Both stories are based on a study commissioned by the Residential Development Council, which is “the Property Council of Australia’s specialist industry forum for Australia’s leading residential developers.” By astonishing coincidence, this study commissioned by property developers says that the housing affordability problem is due to not enough land being released for development, along with the taxes placed on the sale of real estate, such as Stamp Duty. Even more amazingly, there is no mention (in the media coverage at least) of how tax breaks for investors might also have a part to play in driving up prices.

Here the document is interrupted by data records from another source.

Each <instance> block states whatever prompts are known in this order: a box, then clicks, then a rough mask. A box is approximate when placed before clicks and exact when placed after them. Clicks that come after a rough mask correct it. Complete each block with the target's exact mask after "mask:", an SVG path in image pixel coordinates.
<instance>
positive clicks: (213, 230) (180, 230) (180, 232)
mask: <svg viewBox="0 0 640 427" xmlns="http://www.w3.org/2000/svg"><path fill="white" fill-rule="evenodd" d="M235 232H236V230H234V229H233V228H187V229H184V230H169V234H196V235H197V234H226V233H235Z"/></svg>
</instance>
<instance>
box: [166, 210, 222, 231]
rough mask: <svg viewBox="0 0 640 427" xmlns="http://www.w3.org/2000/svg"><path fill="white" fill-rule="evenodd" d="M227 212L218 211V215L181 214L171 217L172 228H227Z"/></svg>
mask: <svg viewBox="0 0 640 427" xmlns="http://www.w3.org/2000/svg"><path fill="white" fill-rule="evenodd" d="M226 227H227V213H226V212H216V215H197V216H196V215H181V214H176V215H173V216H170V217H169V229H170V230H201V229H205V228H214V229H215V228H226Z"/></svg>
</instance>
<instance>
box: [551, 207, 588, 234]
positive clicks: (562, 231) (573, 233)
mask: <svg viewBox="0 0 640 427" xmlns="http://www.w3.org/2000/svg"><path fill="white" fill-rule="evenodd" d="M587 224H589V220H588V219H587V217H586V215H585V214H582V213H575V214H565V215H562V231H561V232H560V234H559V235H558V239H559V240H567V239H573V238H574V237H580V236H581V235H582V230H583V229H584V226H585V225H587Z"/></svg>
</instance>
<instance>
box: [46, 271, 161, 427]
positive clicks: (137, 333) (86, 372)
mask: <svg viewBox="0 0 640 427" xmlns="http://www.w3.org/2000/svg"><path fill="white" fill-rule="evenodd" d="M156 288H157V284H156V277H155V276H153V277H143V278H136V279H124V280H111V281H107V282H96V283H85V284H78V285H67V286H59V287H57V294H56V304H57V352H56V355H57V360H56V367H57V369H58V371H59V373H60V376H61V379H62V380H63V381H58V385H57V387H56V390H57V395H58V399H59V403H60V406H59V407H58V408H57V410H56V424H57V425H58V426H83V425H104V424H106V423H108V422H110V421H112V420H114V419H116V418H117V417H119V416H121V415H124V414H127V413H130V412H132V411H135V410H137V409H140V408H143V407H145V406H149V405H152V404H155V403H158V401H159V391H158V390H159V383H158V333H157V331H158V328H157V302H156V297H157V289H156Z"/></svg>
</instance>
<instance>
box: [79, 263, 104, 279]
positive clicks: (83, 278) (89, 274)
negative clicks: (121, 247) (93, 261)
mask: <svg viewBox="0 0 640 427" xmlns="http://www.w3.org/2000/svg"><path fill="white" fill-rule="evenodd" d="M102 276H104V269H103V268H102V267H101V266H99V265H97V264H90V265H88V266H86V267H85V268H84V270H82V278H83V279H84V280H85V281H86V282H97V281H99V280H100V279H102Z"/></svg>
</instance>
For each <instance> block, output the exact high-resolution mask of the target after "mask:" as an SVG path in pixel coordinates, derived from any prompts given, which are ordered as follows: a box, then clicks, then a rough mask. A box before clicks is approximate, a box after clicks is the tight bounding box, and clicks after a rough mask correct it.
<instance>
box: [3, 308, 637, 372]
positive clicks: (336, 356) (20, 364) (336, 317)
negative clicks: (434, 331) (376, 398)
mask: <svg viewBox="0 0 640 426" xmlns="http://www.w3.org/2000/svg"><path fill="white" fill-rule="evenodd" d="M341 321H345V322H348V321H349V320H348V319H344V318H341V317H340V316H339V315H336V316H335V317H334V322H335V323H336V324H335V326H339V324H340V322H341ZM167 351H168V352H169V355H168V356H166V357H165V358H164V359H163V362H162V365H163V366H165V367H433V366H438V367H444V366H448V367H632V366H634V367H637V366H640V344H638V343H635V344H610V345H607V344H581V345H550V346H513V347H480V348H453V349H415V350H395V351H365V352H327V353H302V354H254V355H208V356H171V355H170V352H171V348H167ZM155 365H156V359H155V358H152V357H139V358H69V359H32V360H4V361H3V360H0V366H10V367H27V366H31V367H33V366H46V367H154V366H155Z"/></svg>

Some various quotes in this version of the story in the Gold Coast Bulletin confuse me a bit more. According to the newspaper coverage, the property developers’ report warns of a disastrous shortfall in available housing lots. A property analyst says “”We need to explore new areas of potential development. The canefields are a prime example.” Yet the President of the Real Estate Industry of Queensland (REIQ) says “the developers own vast tracts of land”, the problem being “they can’t develop until the infrastructure gets to the land”, which sounds more like their problem being the timing for the release of residential land (and perhaps who pays for the infrastructure), rather than being unable to slice up more agricultural or bush land for housing developments.
Of course, the laws of supply and demand operate as much in the real estate market as in any other market, but I think the real problem – in most areas at least – is not that there isn’t a big enough supply of houses available, but that the market is grossly distorted by tax concessions such as negative gearing and the big capital gains tax discount, which means people buying real estate for investment are pricing out people trying to buy a home. The high purchase prices also lead to higher payments for renters.
In the article in The Australian, the NSW Planning Minister Frank Sartor states that there is actually a surplus of lots available to developers, but there is weak demand. I don’t know the NSW housing market, so I’ll have to take him at his word, but I presume he would know the figures. Frank Sartor is hardly known as anti-development.
If the housing market and most housing policy wasn’t geared so much towards people trying to make money out of real estate through capital gains and instead was focused more on ensuring people could afford a home, then the supply and demand factors would not be so distorted. Mind you, so many people have now arranged their financial affairs around real estate, as well as borrowing large amounts on the equity of their house/s, that it would be very difficult to take out all the distortions like negative gearing without causing a lot upheaval and hardship.